Когда я, спрыгнув минут через сорок с загнанной лошади, снова появился на трибуне, я почувствовал, что все, может быть, даже и мои батарейцы, уверены в моем самозванстве.
Знакомых лиц у трибуны уже не было, всюду кипела озлобленная, безликая масса.
Предъявление мандата с трибуны не удовлетворило большевистских застрельщиков. Председателю пришлось внести предложение о выборе комиссии для его тщательного осмотра. Представители большевиков придирались почем зря, так что экспертиза затянулась. В конце концов, комиссии все же пришлось заявить с трибуны, что мандат и сопроводительная к нему бумага Центрального исполнительного комитета, предлагающая фронтовому начальству, комиссарам и фронтовым комитетам оказывать товарищу Степуну всяческую поддержку, не вызывают ни малейшего сомнения.

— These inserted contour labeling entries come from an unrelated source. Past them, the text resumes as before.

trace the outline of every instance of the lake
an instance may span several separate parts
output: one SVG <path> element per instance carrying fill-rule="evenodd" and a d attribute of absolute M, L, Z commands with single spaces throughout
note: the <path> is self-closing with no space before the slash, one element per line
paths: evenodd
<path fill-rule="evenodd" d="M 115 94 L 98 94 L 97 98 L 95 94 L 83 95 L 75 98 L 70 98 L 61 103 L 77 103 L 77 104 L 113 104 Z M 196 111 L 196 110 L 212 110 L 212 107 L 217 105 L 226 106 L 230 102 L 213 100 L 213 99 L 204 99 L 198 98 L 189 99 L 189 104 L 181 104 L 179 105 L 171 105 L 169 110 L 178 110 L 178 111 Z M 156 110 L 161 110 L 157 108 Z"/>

Как только это заявление было произнесено, началось, почти-что глазу видимое, размагничивание массы. Говоря заключительное слово, в котором я безоглядно громил большевиков за их политическую безграмотность и неуместную полицейскую придирчивость, я всем существом ощущал новый прилив симпатии ко мне. В глаза и души моих сибиряков явно возвращались совесть и ответственность. Попытки отдельных товарищей прерывать меня наглыми замечаниями снова подавлялись дружными окриками. О том, что дело вспыхнуло вовсе не из-за мандата, а из-за тайных договоров, все как-то забыли. По окончании речи солдаты меня качали, не только за удачную речь, но, как мне казалось, и в благодарность за то, что, найдя мандат, я уберег их души от греха.
Все кончилось благополучно, но все могло бы кончиться и иначе, не найди я мандата в шинельном кармане, куда он неизвестно как попал.